宁偲家没人。
他这才想起来,宁偲说过要把房子卖了,他找了中介跟宁偲谈去了,不出意外,宁偲的这件公寓不会落到外人的手上。
以前他最不屑女人的纠缠,现在他觉着自己跟那些女人一样,试图用一些回忆绑住他想留住的那个人。
歇斯底里不让对方离开的人变成了自己。
还挺可笑。
他摸出手机,打给秘书。
语调沉沉,像是可以压制着失落情绪,"房子谈得怎么样了?"
秘书那边估计是睡得比较懵。困倦的声音微微颤抖,"许总,房子正在谈。宁小姐不满意中介给出的价格。"
许暮脸色沉了几分,"低了?"
秘书说:"高了。您让中介开出了的价格比挂牌价高了很多,宁小姐那边引起了怀疑。"
许暮气笑了,咬了咬后槽牙,卖房还有人嫌弃买家开价高的。
秘书对许暮和宁偲之间的感情一清二楚,甚至可能比当事人许总还要清楚,当时宁偲刚跟许暮好上那会儿,每逢节假日送给阿偲的礼物都是他去挑选的,准备好放在许总桌子上就行了。
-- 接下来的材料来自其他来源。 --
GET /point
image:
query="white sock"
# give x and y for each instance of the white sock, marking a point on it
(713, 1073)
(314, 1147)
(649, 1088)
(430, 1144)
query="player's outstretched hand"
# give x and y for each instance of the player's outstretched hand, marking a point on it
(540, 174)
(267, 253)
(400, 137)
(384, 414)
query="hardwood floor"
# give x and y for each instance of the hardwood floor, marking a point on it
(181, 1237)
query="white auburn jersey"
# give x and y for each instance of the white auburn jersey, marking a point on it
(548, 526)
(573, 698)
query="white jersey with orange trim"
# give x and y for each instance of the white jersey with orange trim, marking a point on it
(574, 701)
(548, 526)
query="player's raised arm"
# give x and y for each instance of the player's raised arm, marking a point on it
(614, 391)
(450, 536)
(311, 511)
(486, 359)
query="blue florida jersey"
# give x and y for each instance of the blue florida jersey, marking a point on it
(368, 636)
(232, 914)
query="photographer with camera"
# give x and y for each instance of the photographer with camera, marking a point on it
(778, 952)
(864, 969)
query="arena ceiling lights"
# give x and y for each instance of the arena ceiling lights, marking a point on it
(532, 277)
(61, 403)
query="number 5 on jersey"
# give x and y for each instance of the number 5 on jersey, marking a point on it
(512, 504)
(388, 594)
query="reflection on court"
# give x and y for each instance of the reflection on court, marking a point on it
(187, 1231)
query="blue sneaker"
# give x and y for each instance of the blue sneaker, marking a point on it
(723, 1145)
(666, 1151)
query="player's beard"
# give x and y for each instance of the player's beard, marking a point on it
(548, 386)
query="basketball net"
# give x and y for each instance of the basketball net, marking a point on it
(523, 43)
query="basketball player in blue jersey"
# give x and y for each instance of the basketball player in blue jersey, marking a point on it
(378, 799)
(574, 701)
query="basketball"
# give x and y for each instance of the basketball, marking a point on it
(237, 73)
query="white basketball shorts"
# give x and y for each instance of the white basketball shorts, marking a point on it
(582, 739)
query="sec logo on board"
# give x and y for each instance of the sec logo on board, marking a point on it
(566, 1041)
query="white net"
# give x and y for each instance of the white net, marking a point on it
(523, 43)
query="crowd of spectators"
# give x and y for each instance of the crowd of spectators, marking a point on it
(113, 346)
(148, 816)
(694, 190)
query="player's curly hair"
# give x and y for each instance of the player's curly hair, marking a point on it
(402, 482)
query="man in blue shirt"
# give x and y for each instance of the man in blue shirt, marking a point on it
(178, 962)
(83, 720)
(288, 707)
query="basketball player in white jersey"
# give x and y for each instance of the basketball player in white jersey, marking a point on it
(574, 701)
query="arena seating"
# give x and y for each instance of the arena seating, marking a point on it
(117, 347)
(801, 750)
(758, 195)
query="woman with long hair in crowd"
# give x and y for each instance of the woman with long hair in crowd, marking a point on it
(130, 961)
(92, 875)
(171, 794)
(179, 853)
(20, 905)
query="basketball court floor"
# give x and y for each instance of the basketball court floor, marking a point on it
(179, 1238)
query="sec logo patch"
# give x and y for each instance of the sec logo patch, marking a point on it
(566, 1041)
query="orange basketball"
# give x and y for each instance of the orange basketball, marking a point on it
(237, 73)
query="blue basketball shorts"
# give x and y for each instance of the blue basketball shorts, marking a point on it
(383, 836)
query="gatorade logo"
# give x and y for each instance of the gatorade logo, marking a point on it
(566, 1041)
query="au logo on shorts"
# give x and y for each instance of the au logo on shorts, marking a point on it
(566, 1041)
以至于到现在,他对宁偲的喜好记得比许暮还要清楚,有时候他觉着许暮对宁小姐不好,虽然不知道其他公子哥怎么对自己的女人,在他看来,许暮擅长敷衍了事。
这些话他一个当秘书的也没资格跟老板说,他有时候觉着宁小姐那么好的家世为什么非要吊死在许总这一棵树上。
当然这些话,更不能说。
秘书轻声提醒:"许总,宁小姐这次是真心实意想卖了房子。她挂出的价位比整个楼盘的房子低了五十万。"
话音落地,电话里只剩下呼呼地风声。
许暮收紧手指,骨节压出一片死白色,眼睛随着话音抖了一下。